Demikian pula dalam pelaksanaan Pasal 18 UU Pers, kata Hendry, selama ini berjalan sebagaimana mestinya sesuai ketentuan yang ada. Bahkan ketentuan pidana dalam pasal ini tidak pernah digunakan secara maksimal. Karena itu, dia mempertanyakan besaran denda dalam revisi pasal ini di RUU Cipta Kerja. Misalnya, perusahaan pers yang melanggar norma-norma agama dan rasa kesusilaan masyarakat serta asas praduga tak bersalah, juga terkait hak jawab (Pasal 5, ayat 1 dan 2 UU Pers) bisa dipidana dengan membayar denda paling banyak Rp 2 miliar. Dalam UU Pers, denda paling banyak Rp 500 juta.
"Ketentuan yang ada (UU Pers) sudah memadai. Denda (menjadi) Rp 2 miliar akan kontraproduktif. Ini tidak perlu. Denda itu kan untuk mengingatkan, bukan untuk mematikan," kata Hendry. Dengan denda yang begitu besar itu, ada kekhawatiran juga bahwa sengketa pers akan cenderung langsung dibawa ke ranah pidana.

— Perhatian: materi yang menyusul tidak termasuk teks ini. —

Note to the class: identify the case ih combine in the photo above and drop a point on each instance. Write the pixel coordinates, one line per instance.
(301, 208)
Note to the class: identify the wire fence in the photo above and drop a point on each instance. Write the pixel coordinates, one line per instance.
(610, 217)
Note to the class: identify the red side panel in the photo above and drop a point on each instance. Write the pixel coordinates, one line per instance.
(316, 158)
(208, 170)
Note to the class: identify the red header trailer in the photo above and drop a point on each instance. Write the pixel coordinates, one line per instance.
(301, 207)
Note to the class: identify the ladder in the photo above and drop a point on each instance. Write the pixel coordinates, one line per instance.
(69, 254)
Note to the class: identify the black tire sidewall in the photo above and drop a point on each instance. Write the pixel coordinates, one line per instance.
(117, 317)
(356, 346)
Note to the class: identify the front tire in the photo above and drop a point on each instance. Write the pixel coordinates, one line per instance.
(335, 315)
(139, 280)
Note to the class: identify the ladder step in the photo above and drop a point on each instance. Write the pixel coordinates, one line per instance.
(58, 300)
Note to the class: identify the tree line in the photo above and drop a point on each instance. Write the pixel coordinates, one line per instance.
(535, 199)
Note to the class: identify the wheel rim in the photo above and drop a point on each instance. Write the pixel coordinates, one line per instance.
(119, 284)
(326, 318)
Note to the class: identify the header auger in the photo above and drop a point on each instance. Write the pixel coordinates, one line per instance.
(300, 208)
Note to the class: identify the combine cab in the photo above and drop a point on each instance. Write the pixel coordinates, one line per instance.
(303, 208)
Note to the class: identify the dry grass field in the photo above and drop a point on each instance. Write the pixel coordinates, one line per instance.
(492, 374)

Baik Hendry maupun Haryanto menilai tidak ada relevansinya mengubah Pasal 11 dan 18 UU Pers yang selama ini telah berjalan baik. Selain pembahasan revisi UU Pers dalam RUU Cipta Kerja yang tidak melibatkan komunitas pers termasuk Dewan Pers, upaya campur tangan pemerintah/negara dalam mengatur pers ini mengancam kemerdekaan pers yang selama ini semakin baik di Indonesia.
Berkurangnya campur tangan negara dalam kehidupan pers telah meningkatkan indeks kemerdekaan pers di Indonesia empat tahun terakhir, yaitu dari 63,44 pada 2016 menjadi 73,71 pada 2019. Rencana pemerintah untuk turut mengatur pers ini akan semakin menjauhkan upaya mencapai kategori bebas (indeks 90) dalam kemerdekaan pers di Indonesia yang masih dalam kategori cukup bebas ini.